Desde el punto de vista de Washington, la teórica pérdida de talento al cambiar a Gilbert por Rashard, trae a cambio de todo lo que ya hemos hablado, alivio financiero a partir del verano de 2012. Pese a que los contratos de ambos sean comparables, el de Lewis es dos años más corto, por lo tanto se ahorrarán más de 20 millones dentro de dos años. Teniendo en cuenta que ese verano también acaba el contrato de Kirk Hinrich, hay que estar muy atentos a los Wizards en ese periodo de agencia libre.
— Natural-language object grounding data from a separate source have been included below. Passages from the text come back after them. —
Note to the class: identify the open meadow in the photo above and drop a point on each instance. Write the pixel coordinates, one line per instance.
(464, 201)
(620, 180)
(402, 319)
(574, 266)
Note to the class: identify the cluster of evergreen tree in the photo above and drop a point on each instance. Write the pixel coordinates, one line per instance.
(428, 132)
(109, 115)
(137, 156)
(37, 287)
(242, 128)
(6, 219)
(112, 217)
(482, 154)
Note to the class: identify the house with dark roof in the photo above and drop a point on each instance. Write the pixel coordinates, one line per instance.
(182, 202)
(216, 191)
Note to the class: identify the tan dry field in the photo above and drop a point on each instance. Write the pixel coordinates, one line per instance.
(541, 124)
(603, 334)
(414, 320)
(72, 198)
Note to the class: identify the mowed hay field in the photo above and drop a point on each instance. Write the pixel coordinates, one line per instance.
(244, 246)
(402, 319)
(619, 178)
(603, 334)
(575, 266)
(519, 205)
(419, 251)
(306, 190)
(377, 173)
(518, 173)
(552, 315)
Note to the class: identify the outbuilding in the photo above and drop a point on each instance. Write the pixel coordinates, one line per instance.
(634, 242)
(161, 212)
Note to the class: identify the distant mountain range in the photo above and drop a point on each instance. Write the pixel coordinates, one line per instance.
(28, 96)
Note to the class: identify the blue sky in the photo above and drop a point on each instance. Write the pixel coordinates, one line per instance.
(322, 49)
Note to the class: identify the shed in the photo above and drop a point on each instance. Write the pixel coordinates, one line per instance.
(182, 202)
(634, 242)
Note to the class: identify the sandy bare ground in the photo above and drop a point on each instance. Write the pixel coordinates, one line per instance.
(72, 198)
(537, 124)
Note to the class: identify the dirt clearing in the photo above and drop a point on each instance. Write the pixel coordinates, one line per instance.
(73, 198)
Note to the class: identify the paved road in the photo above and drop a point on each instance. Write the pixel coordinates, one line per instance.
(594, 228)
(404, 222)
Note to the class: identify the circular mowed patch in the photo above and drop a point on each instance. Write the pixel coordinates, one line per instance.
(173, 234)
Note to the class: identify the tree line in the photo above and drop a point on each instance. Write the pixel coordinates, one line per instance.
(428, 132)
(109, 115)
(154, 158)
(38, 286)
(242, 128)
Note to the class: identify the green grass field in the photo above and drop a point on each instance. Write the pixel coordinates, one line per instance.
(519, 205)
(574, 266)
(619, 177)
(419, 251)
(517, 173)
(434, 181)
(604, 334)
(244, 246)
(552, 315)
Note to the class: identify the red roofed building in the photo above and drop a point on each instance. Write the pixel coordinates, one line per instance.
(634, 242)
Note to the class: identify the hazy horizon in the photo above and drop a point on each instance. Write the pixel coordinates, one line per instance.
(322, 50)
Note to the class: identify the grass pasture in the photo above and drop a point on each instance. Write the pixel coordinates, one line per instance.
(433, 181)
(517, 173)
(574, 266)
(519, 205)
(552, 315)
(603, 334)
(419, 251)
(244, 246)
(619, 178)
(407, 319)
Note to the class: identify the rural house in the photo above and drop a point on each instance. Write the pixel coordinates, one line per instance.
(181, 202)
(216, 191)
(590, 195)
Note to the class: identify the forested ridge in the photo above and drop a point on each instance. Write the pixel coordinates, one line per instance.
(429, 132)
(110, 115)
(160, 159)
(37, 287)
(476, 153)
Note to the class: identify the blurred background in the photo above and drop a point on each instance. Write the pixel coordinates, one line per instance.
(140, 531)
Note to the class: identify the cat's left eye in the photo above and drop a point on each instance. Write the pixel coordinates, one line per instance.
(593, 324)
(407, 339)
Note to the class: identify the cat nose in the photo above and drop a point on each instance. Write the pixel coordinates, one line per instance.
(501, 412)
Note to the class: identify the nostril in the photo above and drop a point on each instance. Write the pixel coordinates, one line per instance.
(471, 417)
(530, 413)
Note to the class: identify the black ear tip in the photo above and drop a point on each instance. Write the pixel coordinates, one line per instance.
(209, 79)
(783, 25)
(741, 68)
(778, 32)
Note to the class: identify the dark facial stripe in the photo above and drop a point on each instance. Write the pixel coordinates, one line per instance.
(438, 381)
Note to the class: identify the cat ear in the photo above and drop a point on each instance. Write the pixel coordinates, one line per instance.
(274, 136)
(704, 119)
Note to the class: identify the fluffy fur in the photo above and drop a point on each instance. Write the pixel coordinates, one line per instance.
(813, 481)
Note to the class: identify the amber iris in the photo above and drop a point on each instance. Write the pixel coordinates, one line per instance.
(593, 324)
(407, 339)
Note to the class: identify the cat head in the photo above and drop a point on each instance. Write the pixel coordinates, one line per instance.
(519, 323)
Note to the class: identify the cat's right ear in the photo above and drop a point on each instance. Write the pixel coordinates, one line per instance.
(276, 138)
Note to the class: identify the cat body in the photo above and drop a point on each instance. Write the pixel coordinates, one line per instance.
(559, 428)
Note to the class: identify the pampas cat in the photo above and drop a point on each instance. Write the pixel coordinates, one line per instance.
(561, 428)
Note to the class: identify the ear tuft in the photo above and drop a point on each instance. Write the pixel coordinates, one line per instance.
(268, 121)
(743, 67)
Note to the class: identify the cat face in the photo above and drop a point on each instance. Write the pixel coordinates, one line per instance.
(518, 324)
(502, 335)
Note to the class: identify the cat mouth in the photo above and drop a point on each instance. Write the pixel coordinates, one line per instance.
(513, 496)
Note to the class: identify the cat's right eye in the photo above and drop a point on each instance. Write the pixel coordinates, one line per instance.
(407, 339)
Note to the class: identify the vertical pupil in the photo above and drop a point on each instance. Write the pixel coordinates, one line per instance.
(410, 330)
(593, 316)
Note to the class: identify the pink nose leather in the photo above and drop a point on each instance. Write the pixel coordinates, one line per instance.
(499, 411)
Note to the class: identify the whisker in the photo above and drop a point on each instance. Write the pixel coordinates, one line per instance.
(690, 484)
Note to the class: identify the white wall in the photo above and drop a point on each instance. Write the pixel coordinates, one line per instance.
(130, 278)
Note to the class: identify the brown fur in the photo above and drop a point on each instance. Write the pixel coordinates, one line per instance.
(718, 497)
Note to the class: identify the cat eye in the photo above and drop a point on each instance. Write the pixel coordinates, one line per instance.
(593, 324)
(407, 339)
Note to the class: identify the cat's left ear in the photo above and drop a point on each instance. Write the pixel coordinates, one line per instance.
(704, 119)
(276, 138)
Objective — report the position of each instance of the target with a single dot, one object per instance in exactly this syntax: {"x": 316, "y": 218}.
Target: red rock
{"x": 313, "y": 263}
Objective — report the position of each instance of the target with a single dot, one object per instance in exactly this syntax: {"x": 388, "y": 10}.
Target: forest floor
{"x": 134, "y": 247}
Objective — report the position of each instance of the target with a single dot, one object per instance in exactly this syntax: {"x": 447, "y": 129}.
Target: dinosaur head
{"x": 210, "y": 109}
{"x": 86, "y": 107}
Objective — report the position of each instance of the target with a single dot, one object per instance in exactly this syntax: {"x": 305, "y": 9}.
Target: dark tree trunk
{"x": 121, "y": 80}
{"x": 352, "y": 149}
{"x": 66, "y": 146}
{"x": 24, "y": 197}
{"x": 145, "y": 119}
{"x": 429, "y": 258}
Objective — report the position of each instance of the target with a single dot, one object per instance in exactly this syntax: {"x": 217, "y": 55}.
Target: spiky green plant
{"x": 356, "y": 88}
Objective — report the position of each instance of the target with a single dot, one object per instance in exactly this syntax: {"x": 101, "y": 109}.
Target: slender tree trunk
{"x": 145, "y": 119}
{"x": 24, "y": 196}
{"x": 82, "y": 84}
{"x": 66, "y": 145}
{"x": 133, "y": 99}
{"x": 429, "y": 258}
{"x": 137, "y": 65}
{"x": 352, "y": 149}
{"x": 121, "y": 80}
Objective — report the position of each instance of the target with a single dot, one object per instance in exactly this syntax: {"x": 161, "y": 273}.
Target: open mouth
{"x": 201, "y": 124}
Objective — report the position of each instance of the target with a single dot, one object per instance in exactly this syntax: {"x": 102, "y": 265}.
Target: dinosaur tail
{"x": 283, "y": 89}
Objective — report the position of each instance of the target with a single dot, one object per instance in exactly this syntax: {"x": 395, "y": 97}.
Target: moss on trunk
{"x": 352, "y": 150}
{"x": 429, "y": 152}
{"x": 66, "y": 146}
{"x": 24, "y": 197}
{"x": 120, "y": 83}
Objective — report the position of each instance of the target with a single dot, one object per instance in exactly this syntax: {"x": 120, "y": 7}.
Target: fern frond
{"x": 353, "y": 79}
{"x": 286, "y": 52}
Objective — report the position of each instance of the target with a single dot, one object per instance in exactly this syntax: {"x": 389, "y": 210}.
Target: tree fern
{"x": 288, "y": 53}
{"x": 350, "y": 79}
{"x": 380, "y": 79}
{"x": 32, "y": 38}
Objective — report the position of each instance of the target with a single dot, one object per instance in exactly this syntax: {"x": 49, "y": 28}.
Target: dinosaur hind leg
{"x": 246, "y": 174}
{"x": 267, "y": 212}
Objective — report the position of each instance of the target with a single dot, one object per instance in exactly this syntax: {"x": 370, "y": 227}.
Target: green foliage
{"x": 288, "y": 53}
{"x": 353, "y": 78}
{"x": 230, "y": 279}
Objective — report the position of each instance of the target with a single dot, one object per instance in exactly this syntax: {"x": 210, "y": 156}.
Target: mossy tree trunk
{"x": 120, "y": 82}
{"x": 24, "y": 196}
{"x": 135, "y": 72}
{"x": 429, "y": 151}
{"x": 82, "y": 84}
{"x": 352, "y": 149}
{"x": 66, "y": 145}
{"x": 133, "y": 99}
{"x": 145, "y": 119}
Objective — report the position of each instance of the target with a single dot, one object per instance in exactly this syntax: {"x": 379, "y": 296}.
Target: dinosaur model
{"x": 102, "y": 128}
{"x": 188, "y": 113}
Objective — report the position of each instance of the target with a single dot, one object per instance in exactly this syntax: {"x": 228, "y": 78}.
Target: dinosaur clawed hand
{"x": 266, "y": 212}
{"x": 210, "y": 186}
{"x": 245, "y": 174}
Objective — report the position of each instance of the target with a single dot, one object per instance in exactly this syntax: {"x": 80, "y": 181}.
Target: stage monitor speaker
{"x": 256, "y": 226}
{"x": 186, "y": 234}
Phoenix también ahorra ese verano unos 7 millones, la diferencia entre el contrato de Gortat y los de Turkoglu y Clark, aunque tendrá que hacerse cargo de los 7 millones que cobra Gortat el año siguiente, lo comido por lo servido. Mirando a las cifras ya vemos que la motivación de Phoenix no está motivada por el dinero, como ya habíamos apuntado.

Así que el jurado está ahí fuera. Y el tiempo dictará, quien ha ganado cambiando cromos.